Adams commented that the motivation for the sound of Lapine was that it should sound "wuff-fluffy", as in the name "Thethuthinnang". It is akin in some phonological respects to Arabic —for example, the Lapine name "Kehaar" is quoted as being reminiscent of the Arabic "Behaar"—and this was probably influenced by his time in North Africa in World War II Within the book, only the rabbits speak Lapine; they communicate with other animals in a language known as "Hedgerow."
In general, words are pluralized by dropping the last vowel and adding -il. For example: homba (fox), hombil (foxes).

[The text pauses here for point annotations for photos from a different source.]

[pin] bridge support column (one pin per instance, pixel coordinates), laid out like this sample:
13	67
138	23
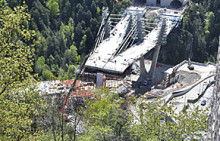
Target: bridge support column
107	27
151	73
143	71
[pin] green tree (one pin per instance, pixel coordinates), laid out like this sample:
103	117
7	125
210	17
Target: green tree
71	71
40	65
47	75
18	100
53	7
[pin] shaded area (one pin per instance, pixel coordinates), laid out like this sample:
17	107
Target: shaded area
187	78
175	4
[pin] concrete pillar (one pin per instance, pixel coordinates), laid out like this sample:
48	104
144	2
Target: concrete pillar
151	2
161	38
107	28
143	71
154	62
140	27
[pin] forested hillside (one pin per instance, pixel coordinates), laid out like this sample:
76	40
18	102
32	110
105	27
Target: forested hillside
66	31
197	37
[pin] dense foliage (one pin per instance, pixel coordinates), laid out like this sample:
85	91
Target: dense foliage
19	102
197	37
65	30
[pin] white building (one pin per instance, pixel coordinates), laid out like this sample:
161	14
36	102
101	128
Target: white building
167	3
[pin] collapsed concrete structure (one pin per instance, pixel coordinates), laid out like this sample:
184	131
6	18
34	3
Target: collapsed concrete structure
167	3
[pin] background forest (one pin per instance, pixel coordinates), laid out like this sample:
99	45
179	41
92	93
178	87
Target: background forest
66	31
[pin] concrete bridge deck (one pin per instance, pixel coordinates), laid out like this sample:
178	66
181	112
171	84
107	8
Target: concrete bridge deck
102	58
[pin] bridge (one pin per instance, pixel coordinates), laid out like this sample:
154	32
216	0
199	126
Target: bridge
137	32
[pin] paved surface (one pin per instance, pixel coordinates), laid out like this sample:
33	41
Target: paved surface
102	58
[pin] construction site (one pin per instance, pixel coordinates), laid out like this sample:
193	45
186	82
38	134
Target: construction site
118	60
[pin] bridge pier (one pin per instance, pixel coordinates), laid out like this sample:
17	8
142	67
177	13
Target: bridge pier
151	73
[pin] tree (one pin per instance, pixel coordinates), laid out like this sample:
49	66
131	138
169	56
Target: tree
53	7
40	65
18	100
110	117
47	75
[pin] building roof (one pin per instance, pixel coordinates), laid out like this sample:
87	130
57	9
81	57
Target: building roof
70	82
82	93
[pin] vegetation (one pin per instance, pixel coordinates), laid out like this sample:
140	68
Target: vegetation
198	35
19	102
49	37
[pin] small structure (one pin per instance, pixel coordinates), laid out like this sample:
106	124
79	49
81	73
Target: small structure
167	3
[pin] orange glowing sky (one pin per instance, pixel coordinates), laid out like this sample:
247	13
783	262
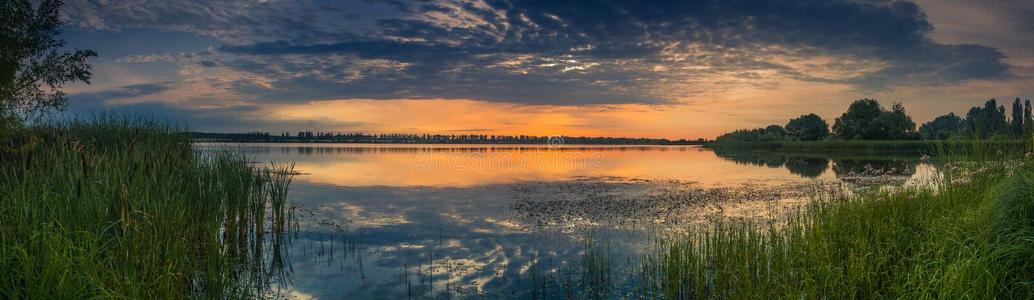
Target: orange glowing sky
482	69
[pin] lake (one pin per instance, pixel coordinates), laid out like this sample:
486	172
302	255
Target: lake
397	221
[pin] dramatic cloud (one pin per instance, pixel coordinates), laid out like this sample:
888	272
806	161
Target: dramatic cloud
552	52
240	58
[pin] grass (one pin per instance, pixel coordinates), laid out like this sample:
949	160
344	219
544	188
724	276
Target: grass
126	209
970	236
875	147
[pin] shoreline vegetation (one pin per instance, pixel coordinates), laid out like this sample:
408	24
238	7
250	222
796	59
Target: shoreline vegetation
968	235
328	138
127	209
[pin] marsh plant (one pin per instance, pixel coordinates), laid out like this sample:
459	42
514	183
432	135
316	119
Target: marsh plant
970	236
120	208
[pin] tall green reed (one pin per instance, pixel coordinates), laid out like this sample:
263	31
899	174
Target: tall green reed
971	235
126	208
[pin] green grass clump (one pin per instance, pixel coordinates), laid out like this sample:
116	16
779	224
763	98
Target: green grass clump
118	208
968	237
856	147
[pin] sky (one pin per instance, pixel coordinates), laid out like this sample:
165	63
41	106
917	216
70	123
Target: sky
673	69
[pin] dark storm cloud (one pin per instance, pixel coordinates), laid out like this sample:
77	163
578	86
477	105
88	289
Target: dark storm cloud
131	91
563	52
225	119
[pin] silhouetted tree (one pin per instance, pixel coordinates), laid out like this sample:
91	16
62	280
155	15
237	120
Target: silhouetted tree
1028	122
986	121
769	133
867	120
34	63
808	127
1017	118
856	122
942	127
895	124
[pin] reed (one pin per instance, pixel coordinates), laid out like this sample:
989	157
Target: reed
126	208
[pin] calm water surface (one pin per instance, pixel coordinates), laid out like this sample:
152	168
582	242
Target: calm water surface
399	221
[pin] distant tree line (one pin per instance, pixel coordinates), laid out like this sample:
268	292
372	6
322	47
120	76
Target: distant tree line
982	122
310	137
867	119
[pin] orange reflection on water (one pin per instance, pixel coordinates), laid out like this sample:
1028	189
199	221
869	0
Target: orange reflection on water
367	165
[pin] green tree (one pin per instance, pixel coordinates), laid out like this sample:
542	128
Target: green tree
1017	118
942	127
895	124
808	127
865	119
1028	121
34	64
855	123
985	121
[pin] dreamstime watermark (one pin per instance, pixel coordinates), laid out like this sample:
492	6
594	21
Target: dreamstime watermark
511	157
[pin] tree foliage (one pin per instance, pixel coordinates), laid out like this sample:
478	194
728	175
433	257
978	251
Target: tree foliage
942	127
808	127
865	119
769	133
982	122
34	64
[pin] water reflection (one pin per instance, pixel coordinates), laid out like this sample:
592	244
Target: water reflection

- Embleer – An adjective translated to stinking, specifically referring to the smell of a fox.
- Narn – An adjective denoting nice or pleasant, often in terms of food.

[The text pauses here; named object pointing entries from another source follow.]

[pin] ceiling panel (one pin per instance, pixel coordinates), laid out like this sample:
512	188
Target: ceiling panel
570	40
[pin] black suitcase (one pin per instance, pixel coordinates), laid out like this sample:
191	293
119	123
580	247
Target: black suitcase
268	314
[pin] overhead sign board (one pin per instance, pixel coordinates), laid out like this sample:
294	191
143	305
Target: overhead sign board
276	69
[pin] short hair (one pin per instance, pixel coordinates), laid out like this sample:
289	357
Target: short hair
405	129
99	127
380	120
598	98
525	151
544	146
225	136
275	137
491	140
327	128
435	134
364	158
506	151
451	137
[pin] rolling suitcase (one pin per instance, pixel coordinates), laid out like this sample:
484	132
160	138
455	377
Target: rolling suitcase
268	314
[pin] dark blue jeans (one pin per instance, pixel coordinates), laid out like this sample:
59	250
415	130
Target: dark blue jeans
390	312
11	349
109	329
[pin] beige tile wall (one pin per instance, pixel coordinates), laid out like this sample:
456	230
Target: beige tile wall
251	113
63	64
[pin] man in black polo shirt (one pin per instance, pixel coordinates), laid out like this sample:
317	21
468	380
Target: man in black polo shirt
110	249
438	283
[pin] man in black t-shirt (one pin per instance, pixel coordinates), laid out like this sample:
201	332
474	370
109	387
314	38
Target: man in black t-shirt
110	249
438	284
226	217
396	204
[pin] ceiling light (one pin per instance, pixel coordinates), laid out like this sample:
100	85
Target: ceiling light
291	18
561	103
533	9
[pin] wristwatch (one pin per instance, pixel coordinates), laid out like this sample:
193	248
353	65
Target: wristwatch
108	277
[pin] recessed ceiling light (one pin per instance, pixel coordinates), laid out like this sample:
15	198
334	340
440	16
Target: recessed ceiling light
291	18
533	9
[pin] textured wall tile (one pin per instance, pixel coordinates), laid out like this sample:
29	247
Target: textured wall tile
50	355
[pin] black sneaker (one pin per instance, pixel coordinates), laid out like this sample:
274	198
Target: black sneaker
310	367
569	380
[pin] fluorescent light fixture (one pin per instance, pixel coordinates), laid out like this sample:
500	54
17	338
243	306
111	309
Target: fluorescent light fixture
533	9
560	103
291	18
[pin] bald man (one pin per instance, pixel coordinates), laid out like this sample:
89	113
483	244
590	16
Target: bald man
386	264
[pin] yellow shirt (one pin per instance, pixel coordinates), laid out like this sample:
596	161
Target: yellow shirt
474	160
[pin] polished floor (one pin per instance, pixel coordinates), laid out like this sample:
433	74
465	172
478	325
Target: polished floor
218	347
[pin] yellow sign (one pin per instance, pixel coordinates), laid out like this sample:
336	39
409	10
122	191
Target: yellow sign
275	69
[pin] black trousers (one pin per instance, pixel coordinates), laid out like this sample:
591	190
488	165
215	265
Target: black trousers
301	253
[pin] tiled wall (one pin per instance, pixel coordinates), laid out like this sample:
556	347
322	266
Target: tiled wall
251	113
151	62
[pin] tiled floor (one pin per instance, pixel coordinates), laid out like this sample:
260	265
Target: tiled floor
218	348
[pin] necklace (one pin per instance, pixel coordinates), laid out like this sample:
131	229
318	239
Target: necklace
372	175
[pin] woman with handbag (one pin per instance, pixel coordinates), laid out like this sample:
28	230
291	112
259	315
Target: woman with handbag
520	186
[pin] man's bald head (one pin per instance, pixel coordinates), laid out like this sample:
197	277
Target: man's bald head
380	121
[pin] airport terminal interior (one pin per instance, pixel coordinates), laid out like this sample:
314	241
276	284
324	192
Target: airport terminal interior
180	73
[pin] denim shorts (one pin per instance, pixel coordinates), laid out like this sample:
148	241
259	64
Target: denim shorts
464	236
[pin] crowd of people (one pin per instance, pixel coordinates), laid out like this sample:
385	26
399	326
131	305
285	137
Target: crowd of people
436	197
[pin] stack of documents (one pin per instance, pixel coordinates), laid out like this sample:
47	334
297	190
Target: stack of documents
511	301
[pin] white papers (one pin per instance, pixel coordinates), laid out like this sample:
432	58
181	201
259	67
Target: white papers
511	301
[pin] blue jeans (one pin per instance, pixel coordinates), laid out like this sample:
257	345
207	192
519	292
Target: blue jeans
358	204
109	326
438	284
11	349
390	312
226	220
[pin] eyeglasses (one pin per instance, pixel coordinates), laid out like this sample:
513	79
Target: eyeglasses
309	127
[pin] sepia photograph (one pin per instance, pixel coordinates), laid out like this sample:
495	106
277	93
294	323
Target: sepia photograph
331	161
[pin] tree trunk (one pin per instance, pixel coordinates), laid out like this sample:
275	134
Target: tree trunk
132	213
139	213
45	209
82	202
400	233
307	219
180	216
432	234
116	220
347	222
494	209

- Roo – Used as a suffix to denote a diminutive, e.g. Hrairoo.
- Tharn – An adjective meaning to be under intense terror; frightened to the point of nervous stupor. The noun form of this word bears a similar meaning.
- Zorn – To be destroyed or to be killed. The noun form is identical to this word. (It's the german word for "anger" or "rage".)
- Elil – a term that refers to the natural enemies of rabbits (foxes, stoats, badgers, etc) and also to humans, who are regarded as one of the Thousand Enemies. Its use is similar to use of the word "evil" in the English language. The rabbits also know their enemies as "u embleer hrair", Lapine for "the stinking thousand".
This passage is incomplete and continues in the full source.